I recently found out that my wife has been going out for drinks, one on one, with a male co-worker after work hours and then lying about it. She makes up stories about why she'll be home late, and then I find out she was really out with a guy. I don't know what to make of this. On one hand, you could call it normal networking. She's a professional and professionals need to network. If it was a female co-worker I would think nothing of it. So why should she only network with women? I can't really expect her to limit her network in that way. On the other hand, the lies make me suspicious. But knowing her, she's probably only lying about it because she doesn't want me to be jealous, and it truly is platonic. All of this is complicated by the fact that she did cheat on me multiple times in the past, so I have trust issues. She's a compulsive liar. She lies about big things and small. She lies about such trivial things that I'm bewildered by why anyone would even feel the need to lie about it. So these drinks with the male co-worker could be equally trivial, but the lack of trust from the constant lies and past infidelity is really starting to drive me crazy. Thoughts?


----------



## RebelliousRed (Sep 15, 2017)

I think I would tell her that you don't mind her having business drinks or whatever with but that due to past issues you don't feel comfortable with her going out alone with another man and that if she needs to go she can invite you along as well. Also, not to scare you, but my husband used to go out to the bar after work and would tell me he was hanging out with friends. Found out he was hanging out with friends but also a female co-worker who he would sleep with at his buddy's house. So... be on the look out.


----------



## *Deidre* (Feb 7, 2016)

What did she do after you discovered the infidelity? What has she done to show remorse?


----------



## Marc878 (Aug 26, 2015)

OldGoat said:


> I could use some advice...
> 
> I recently found out that my wife has been going out for drinks, one on one, with a male co-worker after work hours and then lying about it. She makes up stories about why she'll be home late, and then I find out she was really out with a guy. I don't know what to make of this. On one hand, you could call it normal networking. She's a professional and professionals need to network. If it was a female co-worker I would think nothing of it. So why should she only network with women? I can't really expect her to limit her network in that way. On the other hand, the lies make me suspicious. But knowing her, she's probably only lying about it because she doesn't want me to be jealous, and it truly is platonic. All of this is complicated by the fact that she did cheat on me multiple times in the past, so I have trust issues. She's a compulsive liar. She lies about big things and small. She lies about such trivial things that I'm bewildered by why anyone would even feel the need to lie about it. *So these drinks with the male co-worker could be equally trivial, but the lack of trust from the constant lies and past infidelity is really starting to drive me crazy.* Thoughts?

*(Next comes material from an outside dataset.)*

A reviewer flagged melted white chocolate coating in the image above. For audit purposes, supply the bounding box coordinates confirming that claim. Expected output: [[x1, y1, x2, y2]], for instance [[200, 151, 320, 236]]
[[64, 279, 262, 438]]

Shes a serial cheater and they never stop. She's probably banging him too. Only a doormat would stay in this situation but your lack of action to make your own way just means you'll roll over and take it again so why complain about it now?


----------



## OldGoat (Sep 16, 2017)

RebelliousRed said:


> I think I would tell her that you don't mind her having business drinks or whatever with but that due to past issues you don't feel comfortable with her going out alone with another man and that if she needs to go she can invite you along as well. Also, not to scare you, but my husband used to go out to the bar after work and would tell me he was hanging out with friends. Found out he was hanging out with friends but also a female co-worker who he would sleep with at his buddy's house. So... be on the look out.


You bring up another point- if it was me, going out for drinks after work, one on one, with a female coworker, I would be uncomfortable with that. Even if it was innocent and platonic, I just think it could invite trouble and make my wife uncomfortable. For her to not extend the same consideration to me, is maybe why I'm concerned. And she must know I wouldn't like it, since she felt the need to lie about it. To me, a work lunch with the opposite sex, or in a group setting, is not a big deal, but something about after hours one on one feels more intimate to me. Or I'm overreacting, which is what my wife says.

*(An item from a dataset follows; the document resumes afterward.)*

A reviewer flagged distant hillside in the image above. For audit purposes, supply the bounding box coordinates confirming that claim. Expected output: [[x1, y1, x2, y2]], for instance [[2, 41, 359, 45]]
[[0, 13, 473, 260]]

Good advice. Thanks for the reply.

Y


----------



## ConanHub (Aug 9, 2013)

Umm....

Why you staying?

You a masochist?


----------



## TAM2013 (Jul 15, 2013)

You need to man up, OldGoat. She'd have got the boot from me the first time I found out she went one on one with a male coworker for drinks after work. You really only have yourself to blame. Unless you're into being cucked, give her the boot.


----------



## OldGoat (Sep 16, 2017)

*Deidre* said:


> What did she do after you discovered the infidelity? What has she done to show remorse?

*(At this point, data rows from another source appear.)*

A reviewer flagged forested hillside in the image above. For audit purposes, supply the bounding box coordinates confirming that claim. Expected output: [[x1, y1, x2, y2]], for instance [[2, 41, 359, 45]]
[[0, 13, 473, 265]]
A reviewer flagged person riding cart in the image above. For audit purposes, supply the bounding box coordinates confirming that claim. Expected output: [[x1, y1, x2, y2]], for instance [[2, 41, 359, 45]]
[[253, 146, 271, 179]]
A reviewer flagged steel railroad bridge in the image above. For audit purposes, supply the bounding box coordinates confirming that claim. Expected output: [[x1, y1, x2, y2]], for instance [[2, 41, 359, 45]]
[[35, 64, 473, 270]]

I found out a few years ago, by accident. I was going to make her an anniversary present- a book of our old emails when we were dating, which were basically our love letters. My old computer from the time was long gone, but she still had hers in storage so I pulled it out and went to print our old love emails, when I found all these other emails from other guys she was seeing. I was shocked, because we were supposedly madly in love. It was supposedly a special time. She repeatedly told me I was the only guy she was seeing, that we were exclusive and in love, and so this discovery was a shock. I almost couldn't believe it, so I asked her. She confessed. And not much else came of it. Her reaction was kind of underwhelming. She was basically like, everyone does this, and it's normal, and it was a long time ago, that she's changed, and I should just get over it. I'm not sure she even apologized, she may have, but I can't recall. She said since we weren't married yet it didn't matter. She even accused me of being naive, and not asking enough questions at the time, like it was my fault for trusting her. Even though I did ask questions and she repeatedly assured me we were exclusive. so.... That's that.


----------



## Lostme (Nov 14, 2014)

Um yeah She is probably cheating again, because you didn't do anything about it the first time.


----------



## SlowlyGoingCrazy (Jun 2, 2011)

Do you have access to her phone, Facebook accounts, email, etc?


----------



## Sparta (Sep 4, 2014)

Dude really come on you know what she is up to.? Your wife is a cheater, and a serial cheater she didn't show any remorse, she even blamed you come on man. Only way you can deal with this logically is the file for Divorce. Get the ball rolling that way she'll know you mean business. You can always stop the divorce but I don't know why you'd want to.? Anything other than Filing for divorce you're wasting your time... Time that you could be with someone that really loves you.!


----------



## TBT (Dec 20, 2011)

Have you brought this new round of lies up to her? If not,why not? Seems to me that if it was purely professional networking that there would be no reason to lie. If its bothering you this much then don't sit on your hands. What are your boundaries and expectations from a partner and have they been made very clear to her?


----------



## GusPolinski (Jan 21, 2014)

Compulsive liar and serial cheat lying about time spent out on the town with OSF co-workers.

This is easy: 

Divorce.


----------



## Roselyn (Sep 19, 2010)

OP, career woman here, 59 years old, 37 years married (first marriage for the both of us), and neither of us has cheated. Your wife is cheating. When networking, business lunches are in order. When I have business lunches, I always inform my husband. When there is a dinner, it is always with an entire Department. This is usually done to welcome a new team member or retirement dinners. The spouses are invited in these functions. She's hiding their meetups as she has reason to.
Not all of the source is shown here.